All of lore.kernel.org
 help / color / mirror / Atom feed
From: Igor Mammedov <imammedo@redhat.com>
To: "Michael S. Tsirkin" <mst@redhat.com>
Cc: qemu-devel@nongnu.org, kraxel@redhat.com
Subject: Re: [PATCH 2/4] pcie: update slot power status only is power control is enabled
Date: Fri, 25 Feb 2022 09:18:30 +0100	[thread overview]
Message-ID: <20220225091830.2f684997@redhat.com> (raw)
In-Reply-To: <20220224125928-mutt-send-email-mst@kernel.org>

On Thu, 24 Feb 2022 13:05:07 -0500
"Michael S. Tsirkin" <mst@redhat.com> wrote:

> On Thu, Feb 24, 2022 at 12:44:09PM -0500, Igor Mammedov wrote:
> > on creation a PCIDevice has power turned on at the end of pci_qdev_realize()
> > however later on if PCIe slot isn't populated with any children
> > it's power is turned off. It's fine if native hotplug is used
> > as plug callback will power slot on among other things.
> > However when ACPI hotplug is enabled it replaces native PCIe plug
> > callbacks with ACPI specific ones (acpi_pcihp_device_*plug_cb) and
> > as result slot stays powered off. It works fine as ACPI hotplug
> > on guest side takes care of enumerating/initializing hotplugged
> > device. But when later guest is migrated, call chain introduced by [1]
> > 
> >    pcie_cap_slot_post_load()  
> >        -> pcie_cap_update_power()
> >            -> pcie_set_power_device()

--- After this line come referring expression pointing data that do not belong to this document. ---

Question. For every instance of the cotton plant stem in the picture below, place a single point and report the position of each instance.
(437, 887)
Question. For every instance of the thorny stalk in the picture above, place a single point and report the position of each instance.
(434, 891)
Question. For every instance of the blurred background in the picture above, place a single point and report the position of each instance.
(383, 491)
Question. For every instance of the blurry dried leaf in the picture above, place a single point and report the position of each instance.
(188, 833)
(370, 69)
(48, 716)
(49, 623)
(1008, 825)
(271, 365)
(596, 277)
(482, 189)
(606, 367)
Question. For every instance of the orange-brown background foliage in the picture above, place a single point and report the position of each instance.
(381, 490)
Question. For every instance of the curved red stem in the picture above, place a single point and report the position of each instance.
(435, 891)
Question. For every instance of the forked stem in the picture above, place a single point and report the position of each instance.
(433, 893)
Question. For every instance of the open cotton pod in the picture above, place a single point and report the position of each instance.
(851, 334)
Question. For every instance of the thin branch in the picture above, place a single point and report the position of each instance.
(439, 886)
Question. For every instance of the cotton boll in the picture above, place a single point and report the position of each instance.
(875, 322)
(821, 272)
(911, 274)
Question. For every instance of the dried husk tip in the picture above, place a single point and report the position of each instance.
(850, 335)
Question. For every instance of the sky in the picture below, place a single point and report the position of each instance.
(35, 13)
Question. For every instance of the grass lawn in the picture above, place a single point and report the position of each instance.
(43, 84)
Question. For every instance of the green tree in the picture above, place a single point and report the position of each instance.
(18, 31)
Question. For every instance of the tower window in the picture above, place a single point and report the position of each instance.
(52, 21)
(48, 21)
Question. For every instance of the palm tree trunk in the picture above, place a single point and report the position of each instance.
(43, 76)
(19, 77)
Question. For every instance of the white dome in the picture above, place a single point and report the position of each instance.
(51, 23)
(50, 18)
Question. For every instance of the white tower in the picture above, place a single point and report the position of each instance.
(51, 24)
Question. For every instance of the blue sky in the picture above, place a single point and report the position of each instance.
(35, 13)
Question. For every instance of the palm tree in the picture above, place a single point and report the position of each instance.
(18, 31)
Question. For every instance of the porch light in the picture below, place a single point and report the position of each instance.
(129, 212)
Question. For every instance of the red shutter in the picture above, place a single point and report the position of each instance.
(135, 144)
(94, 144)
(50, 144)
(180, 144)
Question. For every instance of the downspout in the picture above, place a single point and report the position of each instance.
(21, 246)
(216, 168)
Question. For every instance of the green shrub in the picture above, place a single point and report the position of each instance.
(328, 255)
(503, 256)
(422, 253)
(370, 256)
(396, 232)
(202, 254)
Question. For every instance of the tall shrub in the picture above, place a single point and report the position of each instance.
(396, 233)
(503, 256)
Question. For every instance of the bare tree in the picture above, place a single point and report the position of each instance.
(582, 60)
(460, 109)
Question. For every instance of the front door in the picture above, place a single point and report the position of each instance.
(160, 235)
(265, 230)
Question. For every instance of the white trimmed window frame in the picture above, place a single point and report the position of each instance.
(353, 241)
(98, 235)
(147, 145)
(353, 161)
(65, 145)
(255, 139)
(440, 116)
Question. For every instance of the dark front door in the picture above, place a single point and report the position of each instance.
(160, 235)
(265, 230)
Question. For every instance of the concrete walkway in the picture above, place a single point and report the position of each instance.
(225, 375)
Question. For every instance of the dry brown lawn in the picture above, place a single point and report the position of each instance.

> >                -> pci_set_power()
> >                    -> pci_update_mappings()  
> > 
> > will disable earlier initialized BARs for the hotplugged device
> > in powered off slot due to commit [2] which disables BARs if
> > power is off. As result guest OS after migration will be very
> > much confused [3], still thinking that it has working device,
> > which isn't true anymore due to disabled BARs.
> > 
> > Fix it by honoring PCI_EXP_SLTCAP_PCP and updating power status
> > only if capability is enabled. Follow up patch will disable
> > PCI_EXP_SLTCAP_PCP overriding COMPAT_PROP_PCP property when
> > PCIe slot is under ACPI PCI hotplug control.
> > 
> > See [3] for reproducer.
> > 
> > 1)
> > Fixes: commit d5daff7d312 (pcie: implement slot power control for pcie root ports)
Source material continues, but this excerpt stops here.